What is Naive Bayes Algorithm? Different kinds of classifiers in Naive Bayes | Explained with real world example

Machine learning is divided into 3 major parts. Supervised learning, Unsupervised Learning, and Reinforcement Learning. We have covered all these topics before. We explained each and every single thing very properly and with the real-world examples, and tried to make as simple as possible. If you are a beginner and don't know where to start machine learning then you can check our previous machine learning series here.

So, If you do a little bit of research on Which things you need to know to get into Machine learning then probably from most anywhere you here one word that is maths. Seriously I am not gonna lie but yeh that is true maths is very necessary for machine learning. you need to have very good knowledge of maths and programming concepts, statistics, calculus, etc. However, there is some algorithm like this will not require that hard knowledge of maths and they are very effective so I started this algorithm series from Naive Bayes. Later on, we will see more algorithms respectively I will also teach you necessary maths with sweet examples so don't worry. So, now let's move on to our algorithm which is Naive Bayes.

Naive Bayes is the easiest Algorithm and very efficient for supervised learning. So what the heck is this algorithm? This algorithm is used for classification. For example, we have given dataset of fruits and we have to predict one fruit based on the properties at that time we can use this algorithm. If you didn't get it but don't worry I will explain it in detail later.

To learn Naive Bayes you need to learn in the following sequence:
 1) Conditional Probability
2) Naive Bayes theorem
3)  Naive Bayes Classifier
After these 3 steps, you have covered the whole topic of Naive Byes.
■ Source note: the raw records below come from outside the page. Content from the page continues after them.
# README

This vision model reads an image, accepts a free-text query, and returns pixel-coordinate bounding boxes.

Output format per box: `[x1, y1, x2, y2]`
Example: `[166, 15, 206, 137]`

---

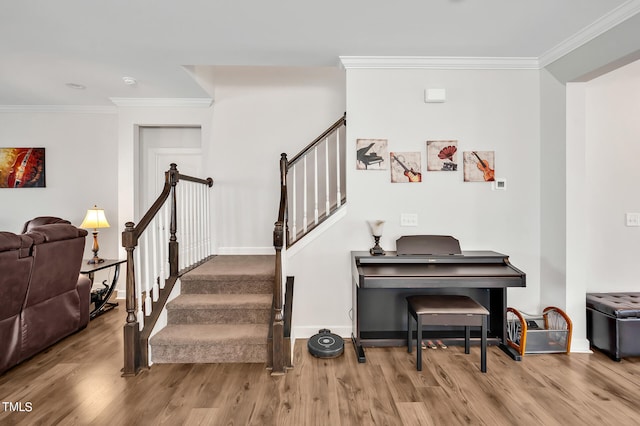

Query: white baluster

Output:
[291, 165, 298, 242]
[135, 240, 144, 330]
[324, 137, 331, 216]
[142, 228, 153, 315]
[302, 155, 308, 234]
[313, 145, 318, 225]
[336, 127, 342, 207]
[151, 215, 160, 302]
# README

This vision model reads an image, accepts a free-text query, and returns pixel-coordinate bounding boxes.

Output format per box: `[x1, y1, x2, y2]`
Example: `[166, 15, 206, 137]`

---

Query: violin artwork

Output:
[391, 152, 422, 182]
[472, 151, 495, 182]
[0, 148, 45, 188]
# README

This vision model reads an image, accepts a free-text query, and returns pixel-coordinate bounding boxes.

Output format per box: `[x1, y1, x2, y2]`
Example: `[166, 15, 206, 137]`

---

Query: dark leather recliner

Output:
[0, 217, 91, 374]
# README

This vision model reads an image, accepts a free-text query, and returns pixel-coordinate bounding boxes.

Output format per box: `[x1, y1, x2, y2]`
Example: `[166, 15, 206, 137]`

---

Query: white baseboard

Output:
[571, 339, 593, 354]
[217, 246, 275, 255]
[292, 325, 353, 340]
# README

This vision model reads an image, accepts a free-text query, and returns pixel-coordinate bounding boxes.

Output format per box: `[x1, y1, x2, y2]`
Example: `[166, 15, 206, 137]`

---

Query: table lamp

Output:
[80, 206, 109, 264]
[369, 220, 384, 256]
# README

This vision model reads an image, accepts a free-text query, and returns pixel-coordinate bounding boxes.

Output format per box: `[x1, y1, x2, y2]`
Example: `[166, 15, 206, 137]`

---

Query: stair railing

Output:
[122, 164, 213, 376]
[267, 114, 347, 374]
[285, 113, 347, 247]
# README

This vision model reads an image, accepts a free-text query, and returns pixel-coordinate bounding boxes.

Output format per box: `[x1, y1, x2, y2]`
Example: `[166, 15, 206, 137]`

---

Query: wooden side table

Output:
[80, 259, 126, 319]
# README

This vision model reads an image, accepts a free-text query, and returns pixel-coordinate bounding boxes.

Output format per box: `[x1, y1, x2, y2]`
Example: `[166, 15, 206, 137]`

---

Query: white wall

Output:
[0, 108, 121, 258]
[584, 61, 640, 292]
[289, 69, 540, 337]
[211, 70, 345, 254]
[540, 69, 567, 309]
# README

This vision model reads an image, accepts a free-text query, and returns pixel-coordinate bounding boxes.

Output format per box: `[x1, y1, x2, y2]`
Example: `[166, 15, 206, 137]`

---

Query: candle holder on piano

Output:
[369, 220, 385, 256]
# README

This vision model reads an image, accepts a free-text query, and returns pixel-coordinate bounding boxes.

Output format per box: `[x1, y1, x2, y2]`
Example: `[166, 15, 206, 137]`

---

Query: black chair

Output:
[407, 295, 489, 373]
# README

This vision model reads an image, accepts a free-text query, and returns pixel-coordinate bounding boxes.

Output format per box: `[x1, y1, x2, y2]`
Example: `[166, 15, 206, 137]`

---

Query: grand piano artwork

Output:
[356, 142, 384, 169]
[351, 235, 526, 362]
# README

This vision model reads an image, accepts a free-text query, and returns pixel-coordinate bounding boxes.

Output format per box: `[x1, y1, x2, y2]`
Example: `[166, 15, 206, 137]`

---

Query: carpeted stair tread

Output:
[181, 255, 275, 282]
[150, 324, 269, 364]
[150, 324, 269, 345]
[149, 255, 275, 364]
[167, 294, 272, 310]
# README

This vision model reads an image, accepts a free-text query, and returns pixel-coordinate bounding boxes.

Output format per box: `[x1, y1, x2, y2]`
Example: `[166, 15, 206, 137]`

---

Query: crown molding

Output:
[538, 0, 640, 68]
[340, 56, 540, 70]
[0, 105, 117, 114]
[109, 98, 213, 108]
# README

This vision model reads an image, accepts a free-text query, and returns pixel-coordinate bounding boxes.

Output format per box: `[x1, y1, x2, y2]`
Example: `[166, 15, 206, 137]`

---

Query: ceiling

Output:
[0, 0, 639, 106]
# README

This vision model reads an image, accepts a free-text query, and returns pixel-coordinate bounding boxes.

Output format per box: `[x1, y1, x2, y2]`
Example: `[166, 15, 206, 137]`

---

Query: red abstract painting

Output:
[0, 148, 46, 188]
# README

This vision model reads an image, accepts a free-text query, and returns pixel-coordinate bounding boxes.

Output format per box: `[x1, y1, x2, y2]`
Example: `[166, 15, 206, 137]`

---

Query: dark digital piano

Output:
[351, 235, 526, 362]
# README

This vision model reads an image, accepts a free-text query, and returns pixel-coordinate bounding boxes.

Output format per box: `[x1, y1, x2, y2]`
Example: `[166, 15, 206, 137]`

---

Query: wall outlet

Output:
[625, 213, 640, 226]
[400, 213, 418, 226]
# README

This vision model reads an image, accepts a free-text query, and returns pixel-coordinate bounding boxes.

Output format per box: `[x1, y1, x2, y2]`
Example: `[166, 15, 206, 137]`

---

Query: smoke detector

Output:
[122, 77, 138, 86]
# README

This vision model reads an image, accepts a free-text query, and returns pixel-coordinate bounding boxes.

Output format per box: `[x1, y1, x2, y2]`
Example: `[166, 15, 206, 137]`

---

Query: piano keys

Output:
[351, 235, 526, 362]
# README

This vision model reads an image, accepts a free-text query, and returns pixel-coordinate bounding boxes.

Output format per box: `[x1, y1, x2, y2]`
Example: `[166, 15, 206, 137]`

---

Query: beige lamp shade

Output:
[80, 206, 109, 229]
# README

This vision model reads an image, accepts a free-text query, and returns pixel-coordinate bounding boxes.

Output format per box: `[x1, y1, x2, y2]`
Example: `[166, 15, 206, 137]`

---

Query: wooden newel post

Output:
[122, 222, 140, 376]
[167, 163, 180, 276]
[271, 221, 285, 374]
[271, 153, 287, 374]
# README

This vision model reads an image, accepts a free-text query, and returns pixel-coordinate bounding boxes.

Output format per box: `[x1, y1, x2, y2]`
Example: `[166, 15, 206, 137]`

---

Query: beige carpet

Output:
[150, 255, 275, 363]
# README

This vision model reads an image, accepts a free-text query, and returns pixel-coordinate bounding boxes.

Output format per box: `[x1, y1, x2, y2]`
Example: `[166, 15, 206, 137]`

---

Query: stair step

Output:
[180, 255, 275, 294]
[167, 294, 272, 324]
[149, 324, 269, 364]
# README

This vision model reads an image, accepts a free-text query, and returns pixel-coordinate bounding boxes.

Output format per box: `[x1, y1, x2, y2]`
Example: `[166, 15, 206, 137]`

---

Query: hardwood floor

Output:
[0, 307, 640, 426]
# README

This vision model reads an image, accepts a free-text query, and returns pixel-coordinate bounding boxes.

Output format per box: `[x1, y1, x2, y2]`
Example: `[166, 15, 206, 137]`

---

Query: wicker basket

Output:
[507, 306, 573, 355]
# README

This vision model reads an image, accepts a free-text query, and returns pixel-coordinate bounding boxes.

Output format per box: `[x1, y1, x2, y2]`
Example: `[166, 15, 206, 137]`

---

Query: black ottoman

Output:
[587, 293, 640, 361]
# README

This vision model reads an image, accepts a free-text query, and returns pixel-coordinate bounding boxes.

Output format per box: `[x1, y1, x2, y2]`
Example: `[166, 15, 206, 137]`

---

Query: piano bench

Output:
[407, 295, 489, 373]
[587, 293, 640, 361]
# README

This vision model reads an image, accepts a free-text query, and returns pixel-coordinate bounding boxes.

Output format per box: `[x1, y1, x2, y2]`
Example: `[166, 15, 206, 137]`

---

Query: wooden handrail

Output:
[287, 112, 347, 168]
[122, 163, 213, 376]
[267, 113, 347, 375]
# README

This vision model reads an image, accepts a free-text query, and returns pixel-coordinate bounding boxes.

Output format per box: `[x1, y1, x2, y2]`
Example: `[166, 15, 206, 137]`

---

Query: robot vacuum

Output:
[307, 328, 344, 358]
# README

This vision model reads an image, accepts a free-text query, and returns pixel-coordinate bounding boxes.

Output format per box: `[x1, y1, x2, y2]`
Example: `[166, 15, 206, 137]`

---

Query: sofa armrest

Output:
[27, 223, 88, 244]
[77, 274, 91, 328]
[22, 216, 71, 234]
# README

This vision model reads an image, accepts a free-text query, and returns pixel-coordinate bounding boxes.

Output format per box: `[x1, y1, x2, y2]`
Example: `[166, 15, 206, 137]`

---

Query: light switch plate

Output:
[400, 213, 418, 226]
[625, 213, 640, 226]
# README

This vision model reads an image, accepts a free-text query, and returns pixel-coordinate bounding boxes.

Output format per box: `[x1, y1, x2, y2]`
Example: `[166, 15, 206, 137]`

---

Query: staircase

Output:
[149, 255, 275, 364]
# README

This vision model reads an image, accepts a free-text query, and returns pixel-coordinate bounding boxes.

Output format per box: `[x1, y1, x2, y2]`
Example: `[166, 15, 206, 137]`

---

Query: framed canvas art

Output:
[390, 152, 422, 183]
[463, 151, 496, 182]
[356, 139, 389, 170]
[427, 141, 458, 172]
[0, 148, 46, 188]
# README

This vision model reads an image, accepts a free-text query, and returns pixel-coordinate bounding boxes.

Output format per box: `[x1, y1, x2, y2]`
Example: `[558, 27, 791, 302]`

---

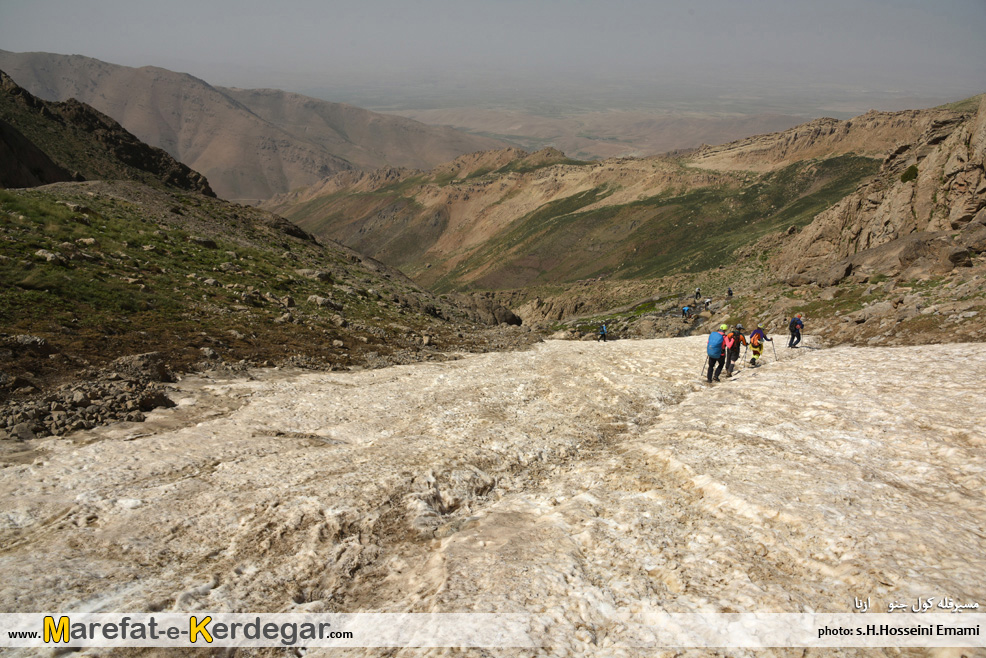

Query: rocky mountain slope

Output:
[0, 51, 502, 201]
[776, 96, 986, 286]
[391, 107, 806, 160]
[0, 71, 214, 196]
[0, 181, 532, 434]
[495, 98, 986, 345]
[265, 138, 877, 291]
[688, 108, 957, 172]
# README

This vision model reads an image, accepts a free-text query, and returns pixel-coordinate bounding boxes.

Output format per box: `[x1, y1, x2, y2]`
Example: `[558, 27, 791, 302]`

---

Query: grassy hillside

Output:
[0, 181, 484, 398]
[0, 71, 213, 196]
[283, 147, 879, 292]
[433, 155, 878, 291]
So let's get started.

1. Conditional Probability:- Conditional probability is nothing, but a simple condition where your event occurs.
Example:- 

P(A | B) = P(A ⋂ B)
                -----------
                     P(B)
How to read: Finding out the probability of event A given that event B has already occurred.
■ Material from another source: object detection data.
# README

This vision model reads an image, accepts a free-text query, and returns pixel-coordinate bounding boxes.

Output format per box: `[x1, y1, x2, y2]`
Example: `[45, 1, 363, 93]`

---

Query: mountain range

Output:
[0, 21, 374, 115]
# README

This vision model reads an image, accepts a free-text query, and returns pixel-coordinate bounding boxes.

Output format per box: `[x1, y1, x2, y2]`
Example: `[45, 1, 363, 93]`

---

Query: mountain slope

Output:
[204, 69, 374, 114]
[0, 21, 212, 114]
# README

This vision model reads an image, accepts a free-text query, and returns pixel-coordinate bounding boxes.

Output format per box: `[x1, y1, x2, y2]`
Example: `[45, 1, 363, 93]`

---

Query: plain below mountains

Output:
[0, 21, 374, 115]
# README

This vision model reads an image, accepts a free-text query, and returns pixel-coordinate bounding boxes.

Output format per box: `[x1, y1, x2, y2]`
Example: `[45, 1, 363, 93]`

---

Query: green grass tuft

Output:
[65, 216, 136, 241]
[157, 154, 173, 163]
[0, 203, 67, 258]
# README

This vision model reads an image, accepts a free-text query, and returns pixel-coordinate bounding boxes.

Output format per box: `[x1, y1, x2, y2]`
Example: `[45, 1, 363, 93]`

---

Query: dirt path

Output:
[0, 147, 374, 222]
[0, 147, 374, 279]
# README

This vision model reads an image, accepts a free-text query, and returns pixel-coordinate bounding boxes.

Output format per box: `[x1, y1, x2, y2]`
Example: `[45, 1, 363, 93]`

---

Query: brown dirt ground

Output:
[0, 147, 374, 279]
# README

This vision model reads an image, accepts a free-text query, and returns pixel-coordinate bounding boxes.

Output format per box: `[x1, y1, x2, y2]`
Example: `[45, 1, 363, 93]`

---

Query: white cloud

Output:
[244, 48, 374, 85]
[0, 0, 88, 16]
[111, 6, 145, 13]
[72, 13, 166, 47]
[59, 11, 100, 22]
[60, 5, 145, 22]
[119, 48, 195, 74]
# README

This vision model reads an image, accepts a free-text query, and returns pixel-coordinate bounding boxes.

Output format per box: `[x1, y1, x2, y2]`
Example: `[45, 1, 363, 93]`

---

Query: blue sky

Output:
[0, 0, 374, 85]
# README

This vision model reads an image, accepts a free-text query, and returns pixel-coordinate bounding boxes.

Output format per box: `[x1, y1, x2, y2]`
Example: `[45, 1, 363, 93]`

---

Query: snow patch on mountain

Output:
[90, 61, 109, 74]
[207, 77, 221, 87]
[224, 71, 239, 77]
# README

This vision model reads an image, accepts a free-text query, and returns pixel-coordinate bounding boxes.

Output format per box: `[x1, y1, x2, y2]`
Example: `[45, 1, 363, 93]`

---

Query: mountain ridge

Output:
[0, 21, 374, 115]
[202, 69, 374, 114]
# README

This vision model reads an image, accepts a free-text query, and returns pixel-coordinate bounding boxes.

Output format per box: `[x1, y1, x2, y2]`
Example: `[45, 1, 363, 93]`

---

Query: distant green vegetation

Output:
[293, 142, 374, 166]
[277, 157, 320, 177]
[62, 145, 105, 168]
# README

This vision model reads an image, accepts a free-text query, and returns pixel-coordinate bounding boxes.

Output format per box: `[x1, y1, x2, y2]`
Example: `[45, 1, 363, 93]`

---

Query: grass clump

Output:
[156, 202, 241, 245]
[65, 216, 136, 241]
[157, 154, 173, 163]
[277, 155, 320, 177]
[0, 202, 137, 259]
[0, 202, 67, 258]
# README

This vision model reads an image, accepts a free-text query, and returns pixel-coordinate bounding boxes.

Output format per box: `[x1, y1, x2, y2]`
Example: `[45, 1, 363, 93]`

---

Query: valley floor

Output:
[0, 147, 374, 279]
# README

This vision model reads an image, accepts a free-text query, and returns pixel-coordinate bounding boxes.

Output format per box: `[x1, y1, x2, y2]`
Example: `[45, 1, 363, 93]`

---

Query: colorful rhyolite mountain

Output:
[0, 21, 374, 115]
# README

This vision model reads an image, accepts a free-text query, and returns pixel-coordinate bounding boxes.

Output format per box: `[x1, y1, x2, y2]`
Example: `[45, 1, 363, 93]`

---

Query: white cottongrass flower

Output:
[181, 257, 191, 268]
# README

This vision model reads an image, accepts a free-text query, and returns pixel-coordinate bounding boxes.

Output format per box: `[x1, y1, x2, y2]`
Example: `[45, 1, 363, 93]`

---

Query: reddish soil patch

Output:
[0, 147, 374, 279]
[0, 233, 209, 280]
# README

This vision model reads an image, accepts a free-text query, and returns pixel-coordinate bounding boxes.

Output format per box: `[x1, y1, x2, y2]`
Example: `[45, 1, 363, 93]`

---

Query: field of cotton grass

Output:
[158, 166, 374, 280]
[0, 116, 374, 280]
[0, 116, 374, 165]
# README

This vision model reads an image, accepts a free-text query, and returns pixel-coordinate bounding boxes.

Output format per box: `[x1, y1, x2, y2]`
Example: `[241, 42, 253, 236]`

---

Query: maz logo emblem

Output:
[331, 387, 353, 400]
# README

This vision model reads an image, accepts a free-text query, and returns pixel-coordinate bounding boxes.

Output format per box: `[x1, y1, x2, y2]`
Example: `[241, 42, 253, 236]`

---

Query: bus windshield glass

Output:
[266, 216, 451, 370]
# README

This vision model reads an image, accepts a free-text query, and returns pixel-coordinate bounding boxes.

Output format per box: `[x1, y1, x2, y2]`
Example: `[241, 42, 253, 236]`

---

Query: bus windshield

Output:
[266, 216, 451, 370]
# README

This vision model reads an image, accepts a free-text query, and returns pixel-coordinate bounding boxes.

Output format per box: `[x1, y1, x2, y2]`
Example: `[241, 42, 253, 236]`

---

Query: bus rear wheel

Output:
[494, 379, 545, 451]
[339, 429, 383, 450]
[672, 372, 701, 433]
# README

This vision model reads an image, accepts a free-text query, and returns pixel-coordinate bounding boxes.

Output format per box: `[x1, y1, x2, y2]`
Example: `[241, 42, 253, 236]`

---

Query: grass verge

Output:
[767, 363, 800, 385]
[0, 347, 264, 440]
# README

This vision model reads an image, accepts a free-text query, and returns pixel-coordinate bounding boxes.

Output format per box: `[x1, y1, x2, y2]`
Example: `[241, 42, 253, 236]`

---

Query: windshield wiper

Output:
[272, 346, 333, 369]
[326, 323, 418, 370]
2. Bayes Theorem:- Bayes theorem is a solution for finding a probability when you know the probability of other events already.

Equation:- P(A/B)= P(B/A).P(A)
                                 ---------------
                                        P(B)
Derivation Of this equation:

P(A/B)= P(A ⋂ B)
               ------------
                    P(B)

P(B/A)=P(B⋂A)
              ----------
                   P(B)

P(A⋂B)=P(A/B).P(B) = P(B/A).P(A)
P(A/B) = P(B/A).P(A)
                ---------------
                       P(B)

So, This is the derivation of the equation. That is why we need to understand conditional probability so that we can know from where this equation came.
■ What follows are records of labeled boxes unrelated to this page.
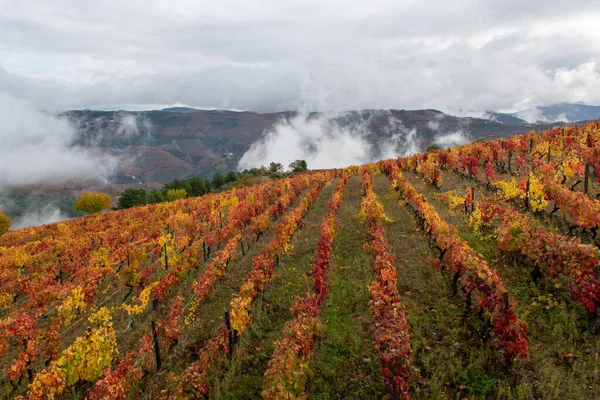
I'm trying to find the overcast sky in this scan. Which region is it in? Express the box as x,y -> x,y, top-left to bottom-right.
0,0 -> 600,114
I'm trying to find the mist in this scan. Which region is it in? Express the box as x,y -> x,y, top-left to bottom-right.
11,205 -> 72,230
238,111 -> 421,170
0,92 -> 118,188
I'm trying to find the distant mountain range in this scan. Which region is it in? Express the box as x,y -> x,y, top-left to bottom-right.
65,106 -> 584,188
488,103 -> 600,125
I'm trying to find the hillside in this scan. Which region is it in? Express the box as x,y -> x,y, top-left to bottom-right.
67,107 -> 560,183
0,123 -> 600,399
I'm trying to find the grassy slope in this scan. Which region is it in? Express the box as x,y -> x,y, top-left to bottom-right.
405,167 -> 600,399
133,185 -> 324,398
214,181 -> 335,399
309,176 -> 386,399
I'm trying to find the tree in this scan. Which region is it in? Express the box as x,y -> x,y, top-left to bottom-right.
167,189 -> 187,201
269,162 -> 283,173
148,189 -> 165,204
163,179 -> 192,196
290,160 -> 308,173
186,176 -> 209,197
212,172 -> 225,189
225,171 -> 237,183
75,192 -> 111,214
0,210 -> 12,236
118,188 -> 150,209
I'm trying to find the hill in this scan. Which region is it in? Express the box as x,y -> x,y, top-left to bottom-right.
67,107 -> 564,184
0,123 -> 600,399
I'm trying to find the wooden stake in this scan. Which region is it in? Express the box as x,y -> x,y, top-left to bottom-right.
152,321 -> 162,371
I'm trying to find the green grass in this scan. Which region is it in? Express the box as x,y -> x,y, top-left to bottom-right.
308,176 -> 386,399
213,182 -> 335,399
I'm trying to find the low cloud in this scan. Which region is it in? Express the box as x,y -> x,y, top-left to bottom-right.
238,111 -> 420,170
433,131 -> 473,149
0,92 -> 117,188
11,204 -> 70,230
117,113 -> 152,139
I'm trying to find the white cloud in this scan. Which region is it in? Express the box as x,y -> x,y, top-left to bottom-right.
238,111 -> 420,170
10,204 -> 69,230
0,92 -> 116,187
433,131 -> 471,149
0,0 -> 600,112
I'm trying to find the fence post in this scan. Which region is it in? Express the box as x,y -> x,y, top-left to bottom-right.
583,163 -> 590,196
152,321 -> 162,371
163,243 -> 169,269
225,310 -> 235,360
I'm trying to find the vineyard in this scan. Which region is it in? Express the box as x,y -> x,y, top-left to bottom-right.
0,122 -> 600,399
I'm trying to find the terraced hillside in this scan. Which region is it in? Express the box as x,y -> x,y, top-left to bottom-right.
0,123 -> 600,399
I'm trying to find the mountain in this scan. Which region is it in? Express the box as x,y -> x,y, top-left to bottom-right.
508,103 -> 600,123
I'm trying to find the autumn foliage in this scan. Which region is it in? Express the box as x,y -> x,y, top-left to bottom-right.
75,192 -> 111,214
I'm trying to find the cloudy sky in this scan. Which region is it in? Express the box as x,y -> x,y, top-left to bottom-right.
0,0 -> 600,114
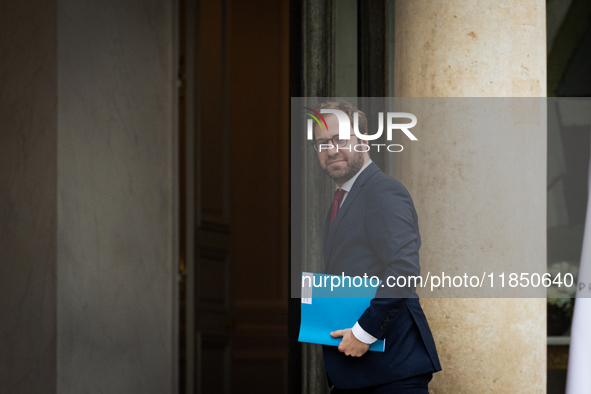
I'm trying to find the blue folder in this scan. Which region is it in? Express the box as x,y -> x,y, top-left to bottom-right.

Let's take a real-world example to understand this thing. Take one Deck of the card. Here you know there are 52 cards in one deck. Now suppose if we had to find the probability of card which card is King and it is also a face card. So what you can do here? You can apply Bayes theorem here to get your answer.

Question:- Find the probability of a card which is King and it is also a face card(Photo or picture on the card)

Answer:- You know already there are 4 Kings in a deck and 12 cards with the face. So, what you gonna do is just put the values into Bayes equation.
P(king/Face)= P(Face/King) . P(king)
                        ----------------------------
                                     P(Face)
                      = 1 . 4/52
                          ---------
                           12/52
                      = 1. 1/13
                          --------
                           3/13
                      = 1/13
This is one very simple example of the Bayes theorem. Now let's understand what are different classifiers of Naive Bayes.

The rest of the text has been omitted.